AI changes this in an interesting way. The pattern-matching capacity of modern AI systems means that codified lessons can be extracted from existing codebases, described, and reinstated in new ones with less human synthesis in the middle. But someone still has to decide what to encode. The judgment about which lessons are worth preserving — which gotchas actually matter, which configurations are load-bearing — is still human work. The extraction is cheaper. The curation isn’t.


There’s a class of organizational risk that’s particularly hard to talk about because the mechanism of the risk is also a mechanism of trust.

When you give someone elevated access to act on behalf of others — to see what they see, to make changes in their environment, to perform administrative functions — you’ve extended the organization’s reach in a way that’s genuinely useful. But you’ve also created a path where that access could be used to take irreversible actions that the principal didn’t authorize and can’t undo. The risk isn’t malice. It’s the normal human tendency to act when you can act, to use the access you have, to solve the problem in front of you.

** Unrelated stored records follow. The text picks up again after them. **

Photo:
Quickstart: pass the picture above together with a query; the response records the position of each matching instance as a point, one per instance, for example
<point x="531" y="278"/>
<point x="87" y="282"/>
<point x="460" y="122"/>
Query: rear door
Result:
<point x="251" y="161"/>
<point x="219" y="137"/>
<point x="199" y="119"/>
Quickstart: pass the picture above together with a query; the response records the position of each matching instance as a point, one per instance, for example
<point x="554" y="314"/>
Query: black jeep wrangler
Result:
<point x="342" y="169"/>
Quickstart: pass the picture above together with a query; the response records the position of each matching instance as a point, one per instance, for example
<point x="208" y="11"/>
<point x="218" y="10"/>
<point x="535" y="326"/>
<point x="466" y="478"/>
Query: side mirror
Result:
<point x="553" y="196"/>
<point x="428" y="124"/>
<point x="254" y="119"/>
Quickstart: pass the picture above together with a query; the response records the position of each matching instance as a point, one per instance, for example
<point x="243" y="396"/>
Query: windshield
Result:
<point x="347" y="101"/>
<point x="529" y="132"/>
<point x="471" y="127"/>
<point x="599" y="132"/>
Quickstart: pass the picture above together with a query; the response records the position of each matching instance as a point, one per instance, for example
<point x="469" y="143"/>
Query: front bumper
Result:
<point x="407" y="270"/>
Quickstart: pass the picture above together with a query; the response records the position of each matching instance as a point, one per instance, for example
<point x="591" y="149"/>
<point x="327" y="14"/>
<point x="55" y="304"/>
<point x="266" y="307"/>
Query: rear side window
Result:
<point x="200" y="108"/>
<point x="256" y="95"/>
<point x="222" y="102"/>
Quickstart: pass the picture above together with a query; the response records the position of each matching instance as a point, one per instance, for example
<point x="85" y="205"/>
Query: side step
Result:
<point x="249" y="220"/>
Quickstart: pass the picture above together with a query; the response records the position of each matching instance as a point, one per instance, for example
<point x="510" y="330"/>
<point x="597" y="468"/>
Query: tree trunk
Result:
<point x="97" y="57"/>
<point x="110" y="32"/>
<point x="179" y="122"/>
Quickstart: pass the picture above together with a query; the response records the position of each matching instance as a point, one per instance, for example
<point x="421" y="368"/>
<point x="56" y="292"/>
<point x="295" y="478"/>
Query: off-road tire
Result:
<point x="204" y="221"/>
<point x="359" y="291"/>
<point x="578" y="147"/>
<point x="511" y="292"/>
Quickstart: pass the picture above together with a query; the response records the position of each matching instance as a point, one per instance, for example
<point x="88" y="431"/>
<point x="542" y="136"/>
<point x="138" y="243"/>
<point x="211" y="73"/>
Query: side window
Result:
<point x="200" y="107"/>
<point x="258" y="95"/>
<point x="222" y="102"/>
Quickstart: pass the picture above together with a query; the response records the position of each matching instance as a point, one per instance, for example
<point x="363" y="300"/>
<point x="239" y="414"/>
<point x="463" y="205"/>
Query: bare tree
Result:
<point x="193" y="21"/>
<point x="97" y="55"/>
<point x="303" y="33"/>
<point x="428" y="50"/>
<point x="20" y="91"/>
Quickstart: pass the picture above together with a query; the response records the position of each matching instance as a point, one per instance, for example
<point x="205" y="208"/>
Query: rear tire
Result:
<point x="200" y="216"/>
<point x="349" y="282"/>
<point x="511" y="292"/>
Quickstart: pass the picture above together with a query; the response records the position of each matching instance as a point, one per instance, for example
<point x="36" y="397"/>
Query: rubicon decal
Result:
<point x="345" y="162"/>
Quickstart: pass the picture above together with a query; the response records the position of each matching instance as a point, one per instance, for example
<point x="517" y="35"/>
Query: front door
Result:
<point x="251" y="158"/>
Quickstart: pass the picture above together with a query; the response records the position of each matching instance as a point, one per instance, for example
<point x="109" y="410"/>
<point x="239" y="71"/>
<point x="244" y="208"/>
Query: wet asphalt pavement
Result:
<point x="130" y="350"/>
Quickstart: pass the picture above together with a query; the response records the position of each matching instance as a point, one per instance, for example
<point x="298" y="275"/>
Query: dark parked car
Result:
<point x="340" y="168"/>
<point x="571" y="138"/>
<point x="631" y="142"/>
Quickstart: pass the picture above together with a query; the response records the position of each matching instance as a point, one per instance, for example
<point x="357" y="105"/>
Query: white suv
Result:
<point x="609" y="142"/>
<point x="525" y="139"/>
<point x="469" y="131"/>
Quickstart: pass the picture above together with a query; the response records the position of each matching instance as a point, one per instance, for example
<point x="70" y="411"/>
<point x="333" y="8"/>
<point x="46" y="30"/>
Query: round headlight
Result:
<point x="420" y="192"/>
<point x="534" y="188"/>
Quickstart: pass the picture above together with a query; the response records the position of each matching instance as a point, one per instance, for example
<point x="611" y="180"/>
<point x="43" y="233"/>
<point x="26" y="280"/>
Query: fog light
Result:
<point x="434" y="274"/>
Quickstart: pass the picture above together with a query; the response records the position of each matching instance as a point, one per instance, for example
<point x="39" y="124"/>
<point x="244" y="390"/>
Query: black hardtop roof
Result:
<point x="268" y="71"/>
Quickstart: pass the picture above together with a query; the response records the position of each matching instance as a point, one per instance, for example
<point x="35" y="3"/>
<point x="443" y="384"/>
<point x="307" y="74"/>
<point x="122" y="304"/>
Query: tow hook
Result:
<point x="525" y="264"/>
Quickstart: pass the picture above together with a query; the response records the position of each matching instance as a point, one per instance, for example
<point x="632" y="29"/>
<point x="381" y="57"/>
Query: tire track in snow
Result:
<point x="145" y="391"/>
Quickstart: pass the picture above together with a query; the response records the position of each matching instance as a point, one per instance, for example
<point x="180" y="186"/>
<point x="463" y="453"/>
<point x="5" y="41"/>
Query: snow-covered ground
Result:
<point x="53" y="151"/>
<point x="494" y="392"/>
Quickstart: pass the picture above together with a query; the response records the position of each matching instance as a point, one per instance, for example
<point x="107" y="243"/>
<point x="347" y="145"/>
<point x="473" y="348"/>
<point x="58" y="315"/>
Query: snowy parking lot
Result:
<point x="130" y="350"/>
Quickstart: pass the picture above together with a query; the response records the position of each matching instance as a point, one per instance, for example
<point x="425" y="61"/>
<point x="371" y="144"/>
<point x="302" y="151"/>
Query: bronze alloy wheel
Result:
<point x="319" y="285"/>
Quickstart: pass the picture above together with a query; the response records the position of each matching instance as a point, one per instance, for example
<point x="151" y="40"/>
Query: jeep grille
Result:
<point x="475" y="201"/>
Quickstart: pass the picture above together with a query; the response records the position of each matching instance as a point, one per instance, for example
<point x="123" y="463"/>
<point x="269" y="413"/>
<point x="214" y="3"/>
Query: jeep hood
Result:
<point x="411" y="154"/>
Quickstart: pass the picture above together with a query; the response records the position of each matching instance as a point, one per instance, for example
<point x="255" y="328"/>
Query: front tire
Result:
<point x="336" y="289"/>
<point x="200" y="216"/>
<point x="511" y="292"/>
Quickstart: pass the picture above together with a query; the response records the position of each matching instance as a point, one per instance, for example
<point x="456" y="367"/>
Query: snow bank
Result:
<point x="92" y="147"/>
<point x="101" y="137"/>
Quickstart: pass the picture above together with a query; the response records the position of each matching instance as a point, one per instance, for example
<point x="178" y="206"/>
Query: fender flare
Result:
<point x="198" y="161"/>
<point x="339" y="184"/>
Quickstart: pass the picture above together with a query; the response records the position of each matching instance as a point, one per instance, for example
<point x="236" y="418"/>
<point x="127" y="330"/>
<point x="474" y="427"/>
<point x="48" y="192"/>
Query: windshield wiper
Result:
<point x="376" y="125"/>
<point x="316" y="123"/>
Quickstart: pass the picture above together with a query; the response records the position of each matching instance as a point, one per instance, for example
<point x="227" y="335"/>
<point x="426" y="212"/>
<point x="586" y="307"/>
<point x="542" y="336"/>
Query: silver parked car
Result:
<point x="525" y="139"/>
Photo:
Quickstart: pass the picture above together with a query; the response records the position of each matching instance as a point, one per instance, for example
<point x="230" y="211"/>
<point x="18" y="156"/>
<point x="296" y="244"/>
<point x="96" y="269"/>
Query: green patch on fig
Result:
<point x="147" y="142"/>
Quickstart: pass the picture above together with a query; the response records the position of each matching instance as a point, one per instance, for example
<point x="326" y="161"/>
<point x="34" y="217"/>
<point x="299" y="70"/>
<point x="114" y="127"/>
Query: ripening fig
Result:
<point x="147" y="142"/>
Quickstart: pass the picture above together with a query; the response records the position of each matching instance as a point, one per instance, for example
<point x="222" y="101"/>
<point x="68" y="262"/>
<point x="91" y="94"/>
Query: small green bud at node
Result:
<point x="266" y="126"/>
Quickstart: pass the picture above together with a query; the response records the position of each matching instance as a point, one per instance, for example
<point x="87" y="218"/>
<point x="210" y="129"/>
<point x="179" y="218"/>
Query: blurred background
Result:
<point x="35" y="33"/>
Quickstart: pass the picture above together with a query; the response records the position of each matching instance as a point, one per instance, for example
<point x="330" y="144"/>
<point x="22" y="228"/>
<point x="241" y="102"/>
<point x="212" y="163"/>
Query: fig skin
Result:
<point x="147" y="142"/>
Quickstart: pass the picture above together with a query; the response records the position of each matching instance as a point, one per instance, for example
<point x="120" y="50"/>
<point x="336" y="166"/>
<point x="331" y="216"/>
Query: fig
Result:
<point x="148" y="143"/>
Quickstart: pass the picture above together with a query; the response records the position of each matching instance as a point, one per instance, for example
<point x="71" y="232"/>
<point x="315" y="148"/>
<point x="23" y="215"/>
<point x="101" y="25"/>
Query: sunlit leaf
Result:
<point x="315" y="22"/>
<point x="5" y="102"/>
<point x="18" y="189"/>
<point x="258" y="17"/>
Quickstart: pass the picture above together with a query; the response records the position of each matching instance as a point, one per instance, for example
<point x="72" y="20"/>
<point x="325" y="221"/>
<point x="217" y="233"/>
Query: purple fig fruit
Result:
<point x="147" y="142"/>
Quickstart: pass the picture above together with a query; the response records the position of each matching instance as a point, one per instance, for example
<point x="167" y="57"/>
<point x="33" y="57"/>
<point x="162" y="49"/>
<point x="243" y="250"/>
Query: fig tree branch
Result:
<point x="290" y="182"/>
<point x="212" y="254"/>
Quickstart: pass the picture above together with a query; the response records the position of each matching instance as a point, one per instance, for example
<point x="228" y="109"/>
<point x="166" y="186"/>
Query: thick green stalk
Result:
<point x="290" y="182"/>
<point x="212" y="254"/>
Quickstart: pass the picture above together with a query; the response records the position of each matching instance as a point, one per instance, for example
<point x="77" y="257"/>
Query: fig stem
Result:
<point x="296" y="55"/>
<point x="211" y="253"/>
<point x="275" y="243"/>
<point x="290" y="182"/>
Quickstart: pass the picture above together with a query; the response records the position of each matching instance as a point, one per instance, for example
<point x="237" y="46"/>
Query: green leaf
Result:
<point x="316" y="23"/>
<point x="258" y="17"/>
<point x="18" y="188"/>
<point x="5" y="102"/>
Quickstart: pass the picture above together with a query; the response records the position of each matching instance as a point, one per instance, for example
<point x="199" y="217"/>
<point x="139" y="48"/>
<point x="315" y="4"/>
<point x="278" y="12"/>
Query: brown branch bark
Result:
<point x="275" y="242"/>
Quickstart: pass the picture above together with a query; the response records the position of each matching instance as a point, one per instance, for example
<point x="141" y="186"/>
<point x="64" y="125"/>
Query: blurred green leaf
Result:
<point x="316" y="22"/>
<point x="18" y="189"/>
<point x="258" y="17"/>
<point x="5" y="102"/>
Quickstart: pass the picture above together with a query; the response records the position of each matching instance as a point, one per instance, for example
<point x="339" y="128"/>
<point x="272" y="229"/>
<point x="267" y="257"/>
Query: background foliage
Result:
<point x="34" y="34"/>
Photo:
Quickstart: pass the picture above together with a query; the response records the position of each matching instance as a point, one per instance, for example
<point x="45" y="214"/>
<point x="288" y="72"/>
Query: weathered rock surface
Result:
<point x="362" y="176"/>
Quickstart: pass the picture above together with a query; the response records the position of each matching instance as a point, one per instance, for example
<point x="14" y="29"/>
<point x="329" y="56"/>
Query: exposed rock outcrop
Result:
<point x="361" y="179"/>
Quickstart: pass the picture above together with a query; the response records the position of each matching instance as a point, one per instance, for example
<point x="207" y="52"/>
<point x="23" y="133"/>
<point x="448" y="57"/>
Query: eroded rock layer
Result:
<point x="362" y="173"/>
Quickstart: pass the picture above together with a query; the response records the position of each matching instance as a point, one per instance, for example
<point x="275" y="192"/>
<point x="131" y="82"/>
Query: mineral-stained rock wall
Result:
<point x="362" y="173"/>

The appropriate response is a constraint. Not a policy in a handbook — a technical constraint that makes certain actions unavailable when you’re operating in someone else’s context. The guard doesn’t say “don’t do this.” It says “you can’t do this right now, and here’s why.” That’s a different organizational dynamic. The technical constraint relieves the person with elevated access from the responsibility of remembering not to use it. That’s not an insult to their judgment. It’s recognition that constraints remove categories of error rather than requiring error-avoidance from individuals under pressure.

Most organizations haven’t built these constraints because most organizations haven’t needed them at scale. But as the number of contexts in which people act on behalf of others grows — account managers with client credentials, AI agents authorized to act on user behalf, administrators with impersonation capabilities — the absence of technical constraints becomes a growing exposure. The question isn’t whether the people with elevated access have good intentions. It’s whether good intentions are a sufficient organizational control.


The work that looks hardest from the outside is often the most mechanical: building features, writing code, shipping things. The work that looks easiest is often where the real leverage is: deciding what counts as done, choosing which lessons to encode, noticing what’s not working that isn’t throwing errors.

The second kind of work is harder to schedule, harder to measure, harder to recognize when it’s been done well. Nobody ships a PR that says “noticed the feedback loop was disconnected.” You either have the practice of checking or you don’t.

So the question worth sitting with: if the most important signal in a system is often the absence of a signal — the metric that didn’t move, the error that didn’t get thrown, the feedback that didn’t flow — what does it actually take to build an organization that can reliably notice absences?